---24. Terbawa Mimpi---

2.5K 265 79
                                    

Ina gelagapan saat membuka pintu dan ditatap Irham lurus-lurus. Rasanya seperti maling yang tertangkap basah, antara malu dan takut. Alhasil ia tidak tahu harus bersikap bagaimana. Alih-alih menjawab pertanyaan, ia malah berdiri sambil memegang daun pintu, mengawasi Irham yang melangkah memasuki kamar.

"Kamu marah soal tadi?" tanya Irham sembari mengamati istri kecilnya. "Kok keringetan? Kamu habis ngapain?"

Ina menggeleng. "Habis senam," jawabnya asal sebut.

Irham tersenyum tipis, lalu berjalan ke arah meja. Ina yang masih setengah melayang akibat permainan online tadi, tetap terpaku memegangi daun pintu. Melihat sosok Irham, dadanya masih berdebaran tidak karuan.
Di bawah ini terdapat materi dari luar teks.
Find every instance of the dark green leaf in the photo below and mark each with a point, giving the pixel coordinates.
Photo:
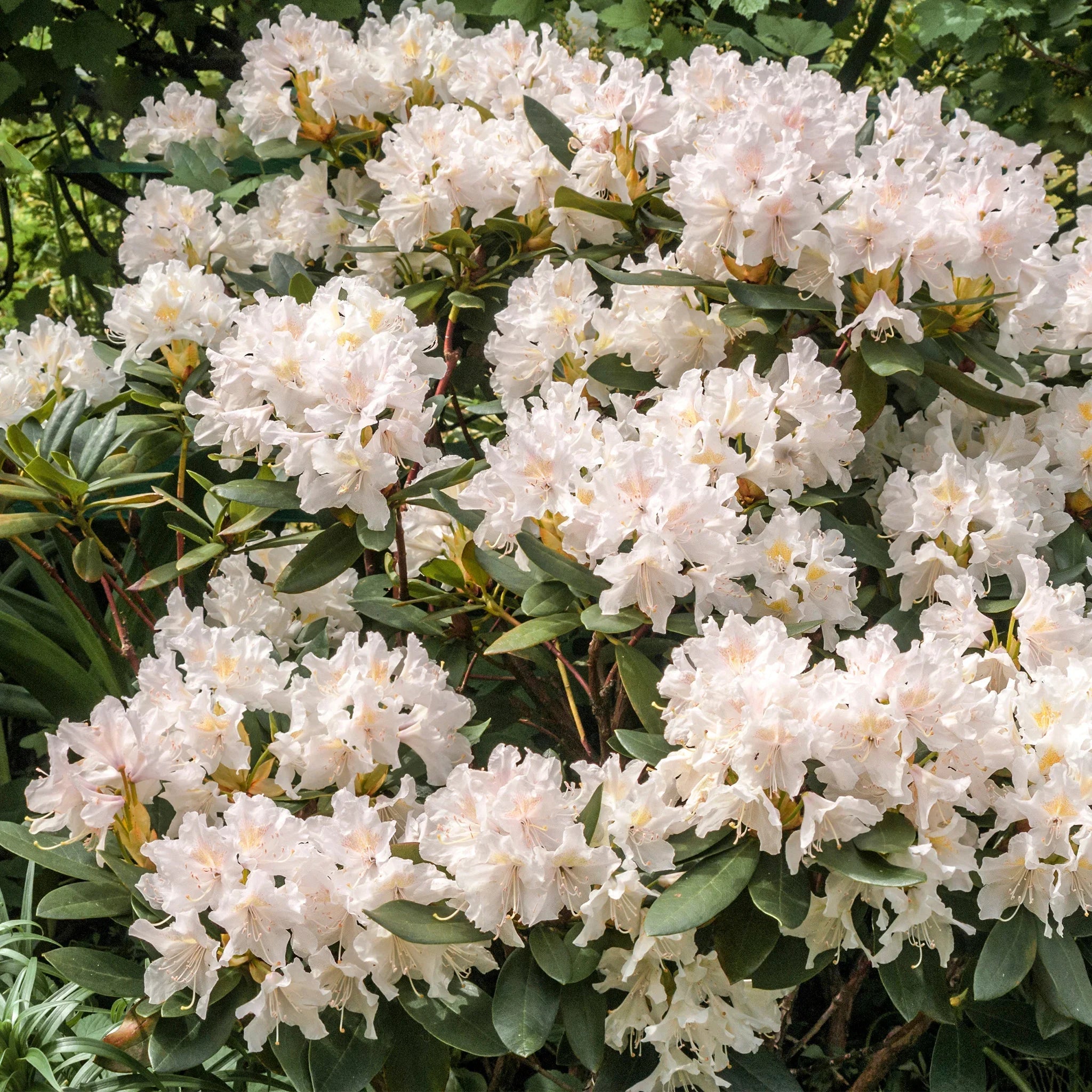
(462, 1020)
(641, 679)
(1013, 1025)
(426, 925)
(788, 965)
(549, 598)
(581, 580)
(703, 892)
(778, 893)
(744, 937)
(525, 1004)
(583, 1016)
(325, 558)
(958, 1063)
(1007, 956)
(974, 394)
(1065, 968)
(892, 355)
(559, 958)
(53, 852)
(84, 900)
(866, 868)
(551, 130)
(261, 493)
(530, 633)
(893, 833)
(103, 973)
(645, 746)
Ingin rasanya memeluk dari belakang, merebahkan wajah di punggung, lalu mengelus perut lelaki itu. Tahi lalat imut yang terlihat saat Irham melintas semakin membuat Ina galau. Namun, perkataan Irham tadi menahan tangan dan kakinya tetap di tempat. Ia takut dituduh cabul lagi.

Irham mendekati meja, berniat mengambil Mulan dan Elektra. Dari sudut mata, ia melihat Ina masih berdiri di dekat pintu. Kedua laptop kesayangan itu terpaksa diletakkan kembali.
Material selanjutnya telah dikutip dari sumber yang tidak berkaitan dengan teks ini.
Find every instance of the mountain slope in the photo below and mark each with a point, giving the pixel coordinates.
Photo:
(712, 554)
"Loh, ngapain berdiri di situ?" tanya Irham.

Ina bingung. Mengapa pula ia mematung di sini? Jangan-jangan darahnya mengalir semua ke selangkangan sehingga otaknya tidak punya daya untuk bekerja.

Kebingungan juga menjalar ke Irham. Mengapa istrinya bertingkah aneh? Jangan-jangan perkataannya tadi terlalu keras. Ina yang biasanya langsung melengket, sekarang seperti menjaga jarak. "Kamu kenapa, sih?"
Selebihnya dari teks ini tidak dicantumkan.